Максим поморщился. Вспоминать о том, что сказала его жена было неприятно.
– Она начала говорить. Говорила так долго, что социальной работнице с трудом, с третьего раза удалось ее остановить.
– И о чем же она говорила?
– Говорила о том, какой я нехороший человек. Говорила очень эмоционально и убедительно. Причем, это не была ложь. Самое неприятное, что это была какая-то полуправда, в контексте которой я всегда оказывался негодяем и подлецом. Вначале я хотел вмешаться, поправить факты, но работница меня останавливала, да и жена была в таком праведном возмущении, что я сдался и просто слушал, как будто речь не обо мне, а каком-то незнакомом подонке.
– Но ведь и тебе дали слово?
– Да.
– И ты ей ответил на все, что она сказала?
– Нет.
– Как так?
– А зачем?
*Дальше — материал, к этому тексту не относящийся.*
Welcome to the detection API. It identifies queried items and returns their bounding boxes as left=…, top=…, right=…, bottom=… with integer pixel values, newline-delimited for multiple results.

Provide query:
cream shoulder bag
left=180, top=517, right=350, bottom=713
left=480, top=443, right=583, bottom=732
Я спросил у соцработницы, чудовище ли я? Она ответила, что судя по словам моей жены – да.
– Но почему ты не объяснил, что ты не чудовище.
– Но это же и так ясно. Я очень устал и сказал, что если это правда, то зачем молодой, красивой женщине мучиться с таким. А если неправда, то я не хочу жить с человеком, который видит меня так. В любом случае, фамилию «Яцкевич» будет носить только моя дочь.
Максим разволновался и закурил первую за четыре часа сигарету.
– Иди сюда. Я тоже хочу дать тебе тепло. Но ведь мне тоже надо знать, с кем я имею дело, – Ника говорила извиняющимся тоном.
Макс выкинул сигарету и пересел. Ему стало горько. Ночь потеряла большую часть своей прелести. Максим хотел забыть о многочисленных исках, которыми его преследовала его бывшая любовь.
– Пожалуйста. Больше никогда. Больше никогда не провоцируй меня.
– Хорошо. Но я расскажу тебе о своих неурядицах?
– Не сейчас, потом. И желательно, когда я буду спать.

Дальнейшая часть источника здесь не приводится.